At least Obama, with his appeals to national unity and post-racial rhetoric, recognizes the need to get away from the rote white-male bashing that contributed to creating a generation of conservative Republican hegemony in Washington between Richard Nixon and George W. Bush. The majority of Americans, even during the conservative years, were never against big government; they were against big government that provides special treatment whether to minorities, illegal immigrants, or the CEOs and shareholders of Wall Street firms that are too big to fail. What wrecked the Democratic Party was the public’s perception of double standards.

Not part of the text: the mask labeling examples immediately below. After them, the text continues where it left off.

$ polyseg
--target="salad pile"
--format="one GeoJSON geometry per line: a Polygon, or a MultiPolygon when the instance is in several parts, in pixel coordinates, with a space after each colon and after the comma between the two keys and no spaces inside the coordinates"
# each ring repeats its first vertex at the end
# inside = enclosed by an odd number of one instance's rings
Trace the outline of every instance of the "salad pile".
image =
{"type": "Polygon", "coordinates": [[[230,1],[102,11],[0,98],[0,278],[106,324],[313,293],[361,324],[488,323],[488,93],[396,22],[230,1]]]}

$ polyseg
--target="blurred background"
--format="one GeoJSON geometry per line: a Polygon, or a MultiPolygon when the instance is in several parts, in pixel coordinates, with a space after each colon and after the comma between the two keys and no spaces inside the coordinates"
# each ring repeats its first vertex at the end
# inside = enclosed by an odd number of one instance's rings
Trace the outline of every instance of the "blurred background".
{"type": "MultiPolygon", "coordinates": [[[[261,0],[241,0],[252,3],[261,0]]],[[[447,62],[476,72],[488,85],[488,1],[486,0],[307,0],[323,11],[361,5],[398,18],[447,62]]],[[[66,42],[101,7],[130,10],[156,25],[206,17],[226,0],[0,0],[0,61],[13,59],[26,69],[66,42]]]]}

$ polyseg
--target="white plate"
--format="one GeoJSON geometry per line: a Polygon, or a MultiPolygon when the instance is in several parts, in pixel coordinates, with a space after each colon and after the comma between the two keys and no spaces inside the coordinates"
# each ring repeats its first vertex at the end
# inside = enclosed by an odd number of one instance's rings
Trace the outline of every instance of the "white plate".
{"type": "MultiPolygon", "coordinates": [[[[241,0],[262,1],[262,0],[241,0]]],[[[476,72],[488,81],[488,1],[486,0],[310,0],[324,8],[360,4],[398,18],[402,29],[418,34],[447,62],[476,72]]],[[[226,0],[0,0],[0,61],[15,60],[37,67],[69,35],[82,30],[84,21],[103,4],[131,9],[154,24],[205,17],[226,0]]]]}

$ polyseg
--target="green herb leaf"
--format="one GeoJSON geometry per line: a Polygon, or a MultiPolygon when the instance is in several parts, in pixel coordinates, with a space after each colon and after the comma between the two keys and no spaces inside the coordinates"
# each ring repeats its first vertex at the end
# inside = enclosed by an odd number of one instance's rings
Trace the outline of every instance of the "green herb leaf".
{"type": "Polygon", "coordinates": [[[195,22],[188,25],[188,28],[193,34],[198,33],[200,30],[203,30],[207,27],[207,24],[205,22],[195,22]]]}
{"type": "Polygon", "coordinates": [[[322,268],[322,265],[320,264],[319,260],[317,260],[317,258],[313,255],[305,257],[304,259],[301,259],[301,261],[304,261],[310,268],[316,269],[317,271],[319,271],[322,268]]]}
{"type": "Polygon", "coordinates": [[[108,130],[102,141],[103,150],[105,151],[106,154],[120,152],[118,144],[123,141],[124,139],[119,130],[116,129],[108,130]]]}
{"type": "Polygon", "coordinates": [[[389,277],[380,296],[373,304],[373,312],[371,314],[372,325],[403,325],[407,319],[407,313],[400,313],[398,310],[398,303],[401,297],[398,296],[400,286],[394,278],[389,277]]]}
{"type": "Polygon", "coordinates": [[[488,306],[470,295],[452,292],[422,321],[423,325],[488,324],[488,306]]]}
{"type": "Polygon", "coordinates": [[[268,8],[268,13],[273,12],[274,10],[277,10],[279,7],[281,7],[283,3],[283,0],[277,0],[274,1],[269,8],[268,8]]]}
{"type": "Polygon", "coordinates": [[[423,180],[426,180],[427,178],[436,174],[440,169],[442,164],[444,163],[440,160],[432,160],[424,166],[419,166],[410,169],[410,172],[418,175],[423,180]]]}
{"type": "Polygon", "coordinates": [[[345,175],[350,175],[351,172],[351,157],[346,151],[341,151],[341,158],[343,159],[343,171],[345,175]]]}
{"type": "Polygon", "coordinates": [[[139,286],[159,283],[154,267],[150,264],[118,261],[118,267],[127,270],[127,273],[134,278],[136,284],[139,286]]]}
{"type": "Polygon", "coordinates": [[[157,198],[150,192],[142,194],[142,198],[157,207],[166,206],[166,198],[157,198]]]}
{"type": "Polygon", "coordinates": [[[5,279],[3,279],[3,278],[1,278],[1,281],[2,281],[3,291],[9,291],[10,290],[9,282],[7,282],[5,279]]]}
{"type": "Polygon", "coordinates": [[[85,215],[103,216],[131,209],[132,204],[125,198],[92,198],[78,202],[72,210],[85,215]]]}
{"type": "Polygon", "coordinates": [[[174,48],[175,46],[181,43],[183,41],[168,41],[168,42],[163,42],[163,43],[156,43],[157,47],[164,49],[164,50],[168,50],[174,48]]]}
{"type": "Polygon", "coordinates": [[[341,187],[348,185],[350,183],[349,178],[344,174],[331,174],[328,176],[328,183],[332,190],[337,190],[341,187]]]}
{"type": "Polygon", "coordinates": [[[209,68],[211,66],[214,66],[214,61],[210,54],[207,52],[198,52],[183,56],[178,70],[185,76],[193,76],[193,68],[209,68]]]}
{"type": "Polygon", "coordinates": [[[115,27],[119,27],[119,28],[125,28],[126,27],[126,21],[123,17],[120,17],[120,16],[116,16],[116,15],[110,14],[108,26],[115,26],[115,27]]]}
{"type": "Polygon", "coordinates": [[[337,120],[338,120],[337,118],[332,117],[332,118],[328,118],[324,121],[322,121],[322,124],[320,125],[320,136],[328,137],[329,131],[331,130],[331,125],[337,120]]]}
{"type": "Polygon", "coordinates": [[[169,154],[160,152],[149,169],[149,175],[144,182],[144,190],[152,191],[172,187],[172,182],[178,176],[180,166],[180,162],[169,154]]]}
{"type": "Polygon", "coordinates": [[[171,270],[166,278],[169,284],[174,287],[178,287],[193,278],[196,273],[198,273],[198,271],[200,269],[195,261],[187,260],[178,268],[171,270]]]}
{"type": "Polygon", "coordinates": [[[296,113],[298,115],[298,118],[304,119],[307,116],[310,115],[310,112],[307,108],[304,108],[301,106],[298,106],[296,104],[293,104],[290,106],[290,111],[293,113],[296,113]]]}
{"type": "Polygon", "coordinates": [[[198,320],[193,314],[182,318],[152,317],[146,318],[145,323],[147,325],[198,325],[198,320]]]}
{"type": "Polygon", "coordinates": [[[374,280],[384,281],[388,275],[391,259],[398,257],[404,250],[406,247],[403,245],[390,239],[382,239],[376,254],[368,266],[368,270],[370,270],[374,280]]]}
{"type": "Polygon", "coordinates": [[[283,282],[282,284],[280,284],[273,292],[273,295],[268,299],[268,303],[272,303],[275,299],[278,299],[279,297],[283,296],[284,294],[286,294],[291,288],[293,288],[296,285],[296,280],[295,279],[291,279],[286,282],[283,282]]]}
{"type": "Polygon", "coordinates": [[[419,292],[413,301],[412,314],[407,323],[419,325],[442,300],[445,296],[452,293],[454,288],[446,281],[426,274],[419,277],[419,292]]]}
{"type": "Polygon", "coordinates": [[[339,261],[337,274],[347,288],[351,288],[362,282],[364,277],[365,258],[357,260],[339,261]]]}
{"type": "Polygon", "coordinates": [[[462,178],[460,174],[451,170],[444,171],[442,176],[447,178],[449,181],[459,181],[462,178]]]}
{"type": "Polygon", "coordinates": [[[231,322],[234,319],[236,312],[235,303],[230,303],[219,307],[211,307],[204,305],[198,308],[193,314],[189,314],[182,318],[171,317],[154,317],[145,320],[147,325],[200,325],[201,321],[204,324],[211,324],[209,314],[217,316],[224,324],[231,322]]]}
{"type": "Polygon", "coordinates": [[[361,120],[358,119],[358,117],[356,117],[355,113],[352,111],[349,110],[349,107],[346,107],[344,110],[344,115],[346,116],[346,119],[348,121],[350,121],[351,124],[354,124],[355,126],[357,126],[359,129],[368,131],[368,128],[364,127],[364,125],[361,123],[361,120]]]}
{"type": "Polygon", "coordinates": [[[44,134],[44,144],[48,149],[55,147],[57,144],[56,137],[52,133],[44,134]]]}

Amazingly, some prominent Democrats have yet to figure this out. In testimony to Congress on January 7, former Clinton Labor Secretary Robert Reich worried that too many stimulus jobs would go to “white male construction workers...I have nothing against white male construction workers, I’m just saying there are other people who have needs as well.” The conservative blogosphere has picked up on Reich’s comments, interpreting them as a call for race and gender quotas in stimulus spending. If the Right succeeds in defining the stimulus package as a giveaway to minorities and women at the expense of unemployed working-class white men (and their wives and their children), then conservatives have half the populist script written for them. The other half is provided by the bailout, if that is perceived as a massive subsidy to financiers with political clout in Washington. The acolytes of Lee Atwater and Karl Rove will find it easy to write a campaign ad in 2010 or 2012 portraying the Democrats as an alliance of the top and the bottom against the middle—a classic populist theme.